The MoT Files: The story behind the data
Our MoT data story picks up where it left off, but it hasn’t been without its problems
Indeed, those with good memories will recall that the previous HonestJohn.co.uk MoT Files were published back in 2014, so why has it taken us so long to update the data?
The Vehicle and Operator Services Agency (VOSA) - the body responsible for MoTs in the UK – was merged with the Driving Standards Agency (DSA) in 2014 in a bid to improve efficiency. However, while the newly-created DVSA (Driver and Vehicle Standards Agency) was praised by those in power for its money-saving endeavours, it also ended public access to MoT data.
At the time the DVSA remained somewhat coy on why it had ended public access to MoT data. In fact, in 2014, it claimed to be fully committed to the Government’s OpenData policy and rebuffed criticism by saying the data was simply delayed due to IT issues. However, as the months rolled by and the deadlines passed, the excuses began to dry up. And then nothing.
After two years of silence, HonestJohn.co.uk submitted a Freedom of Information (FOI) request to ask why the DVSA wasn't adhering to the Government’s OpenData policy. In response the DVSA refused to release the data, claiming that it was “no longer able” to provide public access due to changes in the way it recorded information.
HonestJohn.co.uk rejected the DVSA's response and demanded a full departmental review, as per the terms and conditions of the FOI request. After all, the publication of anonymised MOT tests and results data is important and in the public interest, why should it be rejected over an IT issue?

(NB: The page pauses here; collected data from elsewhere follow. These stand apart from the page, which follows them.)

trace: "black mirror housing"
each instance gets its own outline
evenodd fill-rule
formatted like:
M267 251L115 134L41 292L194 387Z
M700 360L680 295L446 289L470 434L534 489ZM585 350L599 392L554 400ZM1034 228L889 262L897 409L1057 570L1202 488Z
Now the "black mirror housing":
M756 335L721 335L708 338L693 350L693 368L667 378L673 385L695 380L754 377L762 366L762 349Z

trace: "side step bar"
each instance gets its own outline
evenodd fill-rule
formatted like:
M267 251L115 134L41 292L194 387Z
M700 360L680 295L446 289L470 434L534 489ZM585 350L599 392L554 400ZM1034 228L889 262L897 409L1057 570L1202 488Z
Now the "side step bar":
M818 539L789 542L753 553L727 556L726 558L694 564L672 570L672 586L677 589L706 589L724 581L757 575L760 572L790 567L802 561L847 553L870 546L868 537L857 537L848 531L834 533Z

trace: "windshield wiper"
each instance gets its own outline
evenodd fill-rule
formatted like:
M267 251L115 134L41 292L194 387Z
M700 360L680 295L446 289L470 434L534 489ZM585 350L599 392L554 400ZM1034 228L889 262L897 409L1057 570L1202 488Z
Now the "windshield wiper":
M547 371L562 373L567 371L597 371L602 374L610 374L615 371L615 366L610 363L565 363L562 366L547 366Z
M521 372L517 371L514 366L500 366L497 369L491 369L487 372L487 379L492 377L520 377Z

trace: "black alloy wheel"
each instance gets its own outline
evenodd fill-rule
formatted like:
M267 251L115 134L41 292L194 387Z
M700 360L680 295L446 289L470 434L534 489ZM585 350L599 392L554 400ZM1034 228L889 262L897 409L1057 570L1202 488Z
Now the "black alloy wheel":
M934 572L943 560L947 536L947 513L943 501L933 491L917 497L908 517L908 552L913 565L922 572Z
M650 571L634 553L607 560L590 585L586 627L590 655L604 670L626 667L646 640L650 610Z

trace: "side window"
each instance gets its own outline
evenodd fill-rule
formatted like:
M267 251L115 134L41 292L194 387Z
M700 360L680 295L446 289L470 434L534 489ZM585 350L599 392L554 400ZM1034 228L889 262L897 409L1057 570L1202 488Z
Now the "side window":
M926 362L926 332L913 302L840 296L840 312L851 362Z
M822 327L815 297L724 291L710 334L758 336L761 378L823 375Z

Reluctantly, after many weeks of delays, the DVSA finally relented and provided HonestJohn.co.uk with exclusive access to 400m MoT test results.
As in 2014, we have had a few problems dealing with the 47gb of MoT data that's provided by the Government. Firstly, it was huge and difficult to work with. Secondly, as it's sourced from thousands of technicians, it was littered with errors. There were plenty of cars registered in the 1800s and a few steam-powered Renault Clios to boot. We've done our best to ensure it's as clean as possible, but with such a huge data set, there may still be the odd error.
Then there was the structure. One person's BMW 320 is another's BMW 3 Series - if we went with the DVSA data as it was, we would have ended up with a huge amount of separate BMW 3 Series models (and 1, 5, 6 and 7 Series for that matter) - amongst others. Plus, there were the complications of generations, bodystyles and other variants. We've done the best we can with the data we have to classify these models in a sensible, useful, way.